Anakku, tahukah kamu kalau belakangan kamu lebih terdengar seperti orang tua? Merencanakan kelas kursus untuk Bunda, dan sedikit memaksa Bunda untuk mengambil kursus yang kamu inginkan. Bahkan menyarankan aku untuk mencari suami sebagai pendamping hidup. Setelah umur 14 tahun kamu jadi banyak berubah. Tolong jangan terlalu cepat besar, Bunda masih belum bisa melepas diri anak-anakmu.

"Sabtu depan Bunda harus siapin waktu ya? Abang sudah bayar uang muka pendaftaran kelasnya loh. Jangan sampai uang Abang hilang sia-sia." Kata Adit sambil memasang wajah serius.

Tuh, kan? Lagi-lagi kamu memutuskan sesuatu untuk Bunda. Sekarang aku bisa apa, selain senyum dan berkata, "Ok, Bunda usahakan atur ulang jadwal Bunda hari Sabtu depan. Supaya Bunda bisa ikut sama Abang ya?"

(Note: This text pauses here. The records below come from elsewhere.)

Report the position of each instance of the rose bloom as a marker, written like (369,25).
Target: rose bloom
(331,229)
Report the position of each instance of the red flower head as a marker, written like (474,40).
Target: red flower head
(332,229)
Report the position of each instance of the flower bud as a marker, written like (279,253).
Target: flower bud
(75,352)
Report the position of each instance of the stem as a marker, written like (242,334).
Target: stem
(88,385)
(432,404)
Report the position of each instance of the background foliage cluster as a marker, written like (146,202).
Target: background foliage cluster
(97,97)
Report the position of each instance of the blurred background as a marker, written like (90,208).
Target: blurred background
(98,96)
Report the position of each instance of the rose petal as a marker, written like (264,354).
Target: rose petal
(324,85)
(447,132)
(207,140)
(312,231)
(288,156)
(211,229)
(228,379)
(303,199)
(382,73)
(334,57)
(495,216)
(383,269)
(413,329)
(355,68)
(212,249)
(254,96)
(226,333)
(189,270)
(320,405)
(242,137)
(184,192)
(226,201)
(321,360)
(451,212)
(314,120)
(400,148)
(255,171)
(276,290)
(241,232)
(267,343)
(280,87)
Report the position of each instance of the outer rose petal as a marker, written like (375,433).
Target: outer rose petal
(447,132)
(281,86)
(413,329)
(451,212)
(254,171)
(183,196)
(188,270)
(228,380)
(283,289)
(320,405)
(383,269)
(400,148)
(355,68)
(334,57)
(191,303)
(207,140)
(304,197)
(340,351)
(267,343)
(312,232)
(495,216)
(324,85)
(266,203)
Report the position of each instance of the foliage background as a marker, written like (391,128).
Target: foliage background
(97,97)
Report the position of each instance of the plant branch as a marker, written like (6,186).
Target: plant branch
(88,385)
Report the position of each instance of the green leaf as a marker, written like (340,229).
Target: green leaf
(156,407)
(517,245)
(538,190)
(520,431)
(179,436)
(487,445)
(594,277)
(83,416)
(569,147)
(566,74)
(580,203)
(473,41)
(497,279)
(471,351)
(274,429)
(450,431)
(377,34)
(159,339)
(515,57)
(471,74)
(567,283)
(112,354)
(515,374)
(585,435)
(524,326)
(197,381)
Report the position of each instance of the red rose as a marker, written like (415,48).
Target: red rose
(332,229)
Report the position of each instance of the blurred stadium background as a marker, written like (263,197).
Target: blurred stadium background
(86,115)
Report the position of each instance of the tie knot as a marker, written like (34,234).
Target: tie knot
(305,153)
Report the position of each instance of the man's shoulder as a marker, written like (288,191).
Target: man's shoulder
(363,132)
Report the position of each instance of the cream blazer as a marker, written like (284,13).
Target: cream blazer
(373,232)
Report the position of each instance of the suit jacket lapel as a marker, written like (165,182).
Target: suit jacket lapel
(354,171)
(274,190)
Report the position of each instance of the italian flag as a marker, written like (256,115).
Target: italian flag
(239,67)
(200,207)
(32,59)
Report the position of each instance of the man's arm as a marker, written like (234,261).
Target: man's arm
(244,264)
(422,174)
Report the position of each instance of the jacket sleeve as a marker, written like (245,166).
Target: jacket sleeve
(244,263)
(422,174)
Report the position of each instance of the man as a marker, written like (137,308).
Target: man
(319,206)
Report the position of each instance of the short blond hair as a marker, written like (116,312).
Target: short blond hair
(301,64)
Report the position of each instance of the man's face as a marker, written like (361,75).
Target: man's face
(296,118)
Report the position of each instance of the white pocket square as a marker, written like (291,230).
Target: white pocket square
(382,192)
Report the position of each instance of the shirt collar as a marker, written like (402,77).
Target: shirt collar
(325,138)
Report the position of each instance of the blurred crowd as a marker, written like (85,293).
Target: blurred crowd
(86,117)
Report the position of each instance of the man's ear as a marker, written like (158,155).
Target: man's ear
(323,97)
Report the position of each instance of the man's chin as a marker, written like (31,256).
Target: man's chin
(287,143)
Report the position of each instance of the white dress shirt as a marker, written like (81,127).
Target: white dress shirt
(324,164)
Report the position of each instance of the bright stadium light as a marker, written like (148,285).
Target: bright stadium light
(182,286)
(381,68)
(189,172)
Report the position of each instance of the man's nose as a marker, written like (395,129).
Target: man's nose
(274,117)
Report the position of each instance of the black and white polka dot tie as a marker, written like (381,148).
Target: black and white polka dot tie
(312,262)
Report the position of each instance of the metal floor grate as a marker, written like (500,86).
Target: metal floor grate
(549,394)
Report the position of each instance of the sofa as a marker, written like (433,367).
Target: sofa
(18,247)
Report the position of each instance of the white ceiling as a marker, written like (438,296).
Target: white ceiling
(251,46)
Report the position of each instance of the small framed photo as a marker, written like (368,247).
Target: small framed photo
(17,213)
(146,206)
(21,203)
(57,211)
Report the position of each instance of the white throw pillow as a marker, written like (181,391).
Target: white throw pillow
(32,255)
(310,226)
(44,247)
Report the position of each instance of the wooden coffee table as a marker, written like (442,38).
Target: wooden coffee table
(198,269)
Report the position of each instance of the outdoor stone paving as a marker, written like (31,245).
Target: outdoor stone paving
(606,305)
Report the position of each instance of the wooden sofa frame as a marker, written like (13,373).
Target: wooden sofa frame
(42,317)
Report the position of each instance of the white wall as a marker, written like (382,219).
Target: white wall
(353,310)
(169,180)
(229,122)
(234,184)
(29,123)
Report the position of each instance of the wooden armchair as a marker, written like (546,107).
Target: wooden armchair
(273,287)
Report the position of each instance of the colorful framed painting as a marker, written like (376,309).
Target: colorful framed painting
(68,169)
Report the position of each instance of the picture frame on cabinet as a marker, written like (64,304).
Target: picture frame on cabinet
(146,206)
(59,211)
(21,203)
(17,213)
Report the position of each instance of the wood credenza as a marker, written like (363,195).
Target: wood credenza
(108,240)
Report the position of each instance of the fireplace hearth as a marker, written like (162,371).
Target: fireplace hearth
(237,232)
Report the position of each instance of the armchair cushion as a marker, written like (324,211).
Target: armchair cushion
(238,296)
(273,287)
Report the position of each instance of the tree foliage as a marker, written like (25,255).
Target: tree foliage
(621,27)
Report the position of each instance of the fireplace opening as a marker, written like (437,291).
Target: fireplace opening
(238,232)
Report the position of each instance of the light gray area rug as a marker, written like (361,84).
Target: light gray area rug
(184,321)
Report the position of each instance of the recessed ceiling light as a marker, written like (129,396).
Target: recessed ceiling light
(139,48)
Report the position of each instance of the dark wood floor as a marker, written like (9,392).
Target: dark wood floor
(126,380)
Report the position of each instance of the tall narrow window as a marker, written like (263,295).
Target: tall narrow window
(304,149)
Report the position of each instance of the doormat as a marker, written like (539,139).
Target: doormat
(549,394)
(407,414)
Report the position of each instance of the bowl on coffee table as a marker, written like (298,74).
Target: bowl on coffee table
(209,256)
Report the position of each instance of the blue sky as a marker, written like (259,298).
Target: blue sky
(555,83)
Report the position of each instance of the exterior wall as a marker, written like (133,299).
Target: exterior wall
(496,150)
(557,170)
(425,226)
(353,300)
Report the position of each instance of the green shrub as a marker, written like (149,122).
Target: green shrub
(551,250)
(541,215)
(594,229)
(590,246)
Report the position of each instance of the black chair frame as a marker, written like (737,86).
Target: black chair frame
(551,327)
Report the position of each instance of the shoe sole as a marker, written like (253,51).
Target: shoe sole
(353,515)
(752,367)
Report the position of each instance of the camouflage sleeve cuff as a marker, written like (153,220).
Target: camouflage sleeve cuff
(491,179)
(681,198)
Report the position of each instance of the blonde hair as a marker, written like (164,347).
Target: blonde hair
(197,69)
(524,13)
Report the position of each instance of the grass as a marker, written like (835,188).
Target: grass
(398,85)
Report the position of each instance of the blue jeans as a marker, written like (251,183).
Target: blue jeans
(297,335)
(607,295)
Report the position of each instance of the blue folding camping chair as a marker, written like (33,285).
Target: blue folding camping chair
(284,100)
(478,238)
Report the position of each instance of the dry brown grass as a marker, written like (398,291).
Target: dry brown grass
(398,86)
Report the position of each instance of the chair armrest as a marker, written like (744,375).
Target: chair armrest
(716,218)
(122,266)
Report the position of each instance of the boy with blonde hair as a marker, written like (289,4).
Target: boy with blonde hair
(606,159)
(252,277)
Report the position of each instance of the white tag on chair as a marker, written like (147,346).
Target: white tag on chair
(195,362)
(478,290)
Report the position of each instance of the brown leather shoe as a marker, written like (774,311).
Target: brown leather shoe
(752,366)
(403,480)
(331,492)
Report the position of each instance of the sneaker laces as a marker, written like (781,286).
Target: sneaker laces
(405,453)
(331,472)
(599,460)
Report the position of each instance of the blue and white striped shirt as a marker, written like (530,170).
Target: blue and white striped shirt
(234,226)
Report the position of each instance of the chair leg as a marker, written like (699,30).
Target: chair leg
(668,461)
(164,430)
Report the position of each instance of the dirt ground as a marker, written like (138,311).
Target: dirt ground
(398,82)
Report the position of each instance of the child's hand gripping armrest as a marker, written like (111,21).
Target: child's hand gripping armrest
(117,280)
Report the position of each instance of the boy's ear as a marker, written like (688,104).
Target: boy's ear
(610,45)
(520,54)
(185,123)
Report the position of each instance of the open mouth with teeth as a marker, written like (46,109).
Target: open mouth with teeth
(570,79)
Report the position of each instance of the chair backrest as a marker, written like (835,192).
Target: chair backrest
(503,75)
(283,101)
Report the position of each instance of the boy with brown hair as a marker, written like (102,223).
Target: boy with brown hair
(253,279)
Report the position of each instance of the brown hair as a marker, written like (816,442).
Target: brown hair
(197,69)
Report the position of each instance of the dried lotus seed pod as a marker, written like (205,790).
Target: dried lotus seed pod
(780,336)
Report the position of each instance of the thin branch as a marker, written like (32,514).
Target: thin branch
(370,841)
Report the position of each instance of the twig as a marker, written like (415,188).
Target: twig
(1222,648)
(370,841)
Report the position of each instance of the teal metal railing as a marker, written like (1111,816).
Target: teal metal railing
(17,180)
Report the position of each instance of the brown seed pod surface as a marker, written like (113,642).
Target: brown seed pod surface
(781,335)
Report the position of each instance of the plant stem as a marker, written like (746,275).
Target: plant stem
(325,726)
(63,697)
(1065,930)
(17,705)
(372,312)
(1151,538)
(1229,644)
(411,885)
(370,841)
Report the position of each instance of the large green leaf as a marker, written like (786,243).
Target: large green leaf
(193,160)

Mendengar jawabanku, baru wajah Adit terlihat relax. Muncul senyum puas di bibirnya.

Tidak lama kami selesai sarapan, Rose datang. Kuberi tahu kalau Wendy izin hari ini. Mendengar itu Rose tidak berkata apa-apa selain buru-buru menuju butik dan membuka rolling door di depan butik.